Caro amigo Carlos Vinhal
Foram várias as vezes que o meu pelotão teve que fazer segurança à ponte sobre o rio Udunduma, que fica já nas proximidades de Bambadinca, partindo do Xime e passando pela tabanca de Amedalai.
Esta segurança foi efectuada pela Cart 2520, de Julho a Dezembro de 1969. Como durante este período de tempo tínhamos menos um pelotão no Xime, de três em três semanas lá estávamos "caídos" sem termos as mínimas condições. Não dormíamos directamente no chão porque os nossos colchões de espuma resolviam este problema. A nossa alimentação era fornecida por Bambadinca, muitas vezes o pequeno almoço chegava a horas tardias, o almoço quase a meio da tarde e o jantar quantas e quantas vezes também chegou fora de horas.
Na higiene pessoal não houve problemas, porque foi assegurada pela água corrente do rio. O rio serviu para o pessoal se dedicar à pesca com anzóis que eram comprados numa loja de comerciantes libaneses em Bambadinca. Também dávamos uns mergulhos a partir da ponte e assim refrescávamos os nossos corpos e as nossas almas. Lembro-me que foi a mergulho que recuperei a prótese dentária que um dos meus militares deixou cair ao rio.
Felizmente não nos aconteceu nada de mal durante os períodos de tempo que aqui permanecemos, além de pequenos percalços que fomos ultrapassando, como foi o caso do Júlio Custódio ter um ataque de paludismo no princípio de noite e só poder ser evacuado na manhã do dia seguinte.
Recordo-me do dia em o Sebastião Carrega, abateu em pleno voo, com um tiro de G3, um daqueles enormes patos que normal e curiosamente voavam aos pares. Lembro-me também do João Moura ter abatido a tiro uma águia de uma enorme envergadura, que estava pousada numa árvore na envolvência do nosso pequeno destacamento.
Curiosamente e apesar das dificuldades, estas seguranças à ponte livraram-nos da intensa actividade que decorreu no Xime e até de alguns ataques e flagelações executadas pelos elementos do PAIGC.

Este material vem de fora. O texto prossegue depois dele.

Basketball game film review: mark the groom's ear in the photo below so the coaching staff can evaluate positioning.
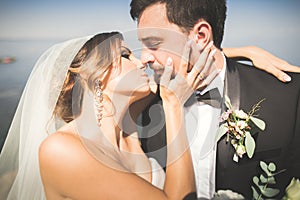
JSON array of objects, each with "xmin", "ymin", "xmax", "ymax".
[{"xmin": 190, "ymin": 20, "xmax": 213, "ymax": 50}]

Entretanto recebe um grande abraço deste camarada de armas.
José Nascimento
Ponte sobre o Rio Udunduma
Ponte sobre o Rio Udunduma. O Moura à esquerda ajudando a segurar a águia
Ponte sobre o Rio Udunduma
____________Nota do editor
Último poste da série de 14 de maio de 2015 > Guiné 63/74 - P14613: Memória dos lugares (291): Bissau, Bambadinca e Farim, em 2011 (José Maria Sousa Ferreira, ex-viola solo do conjunto musical "Os Bambas d'Incas", Bambadinca, 1968/70)
4 comentários:
Eu bem digo que o tiro à águia é mais fácil que o tiro ao leão.O leão (verde!) é o rei dos animais, a águia (vermelhusca), uma simples ave de rapina.
Abraço,
António Graça de Abreu
Como diria o meu camarada da CART 11 'Os Lacraus' ex-fur.mil. Cândido Cunha: que
mal faria águia para ser abatida, se calhar por comer ratos e cobras.
Mas, quem esteve de serviço no destacamento da Ponte do Udunduma, que eu por lá passei várias vezes, tinha que fazer alguma coisa.
Um abraço
Valdemar Queiroz
Caro camarada José Nascimento
A Ponte do Rio Udunduma, com o seu perímetro de segurança, tem sido aqui referida algumas vezes.
Recordo-me dos textos que o Jorge Araújo aqui tem colocado e que nos deu uma panorâmica geral do ambiente vivido. Também uma outra ponte, sobre o Rio Caium, foi várias vezes aqui salientada.
Este teu texto e as fotos de apoio mostram uma mesma realidade, embora com ambiente diferente, sendo isso mesmo uma das vantagens deste Blogue, que é colocar aqui quase que uma evolução temporal dos locais e suas realidades.
Quanto à águia abatida.... mesmo assim não deixa de ser imponente, basta ver a sua envergadura, e aqueles que pensaram que com tal gesto lançariam algum aviso atemorizador a alguma "águia Vitória" certamente que já compreenderam que tal esforço foi em vão.....
Abraço
Hélder S.
Camaradas, também penei por lá... E o desconto e o tédio eram tantos que às tantas havia malta a atirar aos jadudis (abustres), embora fosse geral o respeito por estas aves necrófogas a quem chamavamos os "almeidas" da Guiné... O jadudi "cheirava" a morte à distância... Morança com a coberta de colmo cheia de jaduis era sinal de velório... e de choro... e de comida... e de restos de comida.
Infelizmente, na altura também não tínhamos a mesma consicência ecológica que temos hoje. Mas eu nunca fui caçador, a não ser no prato.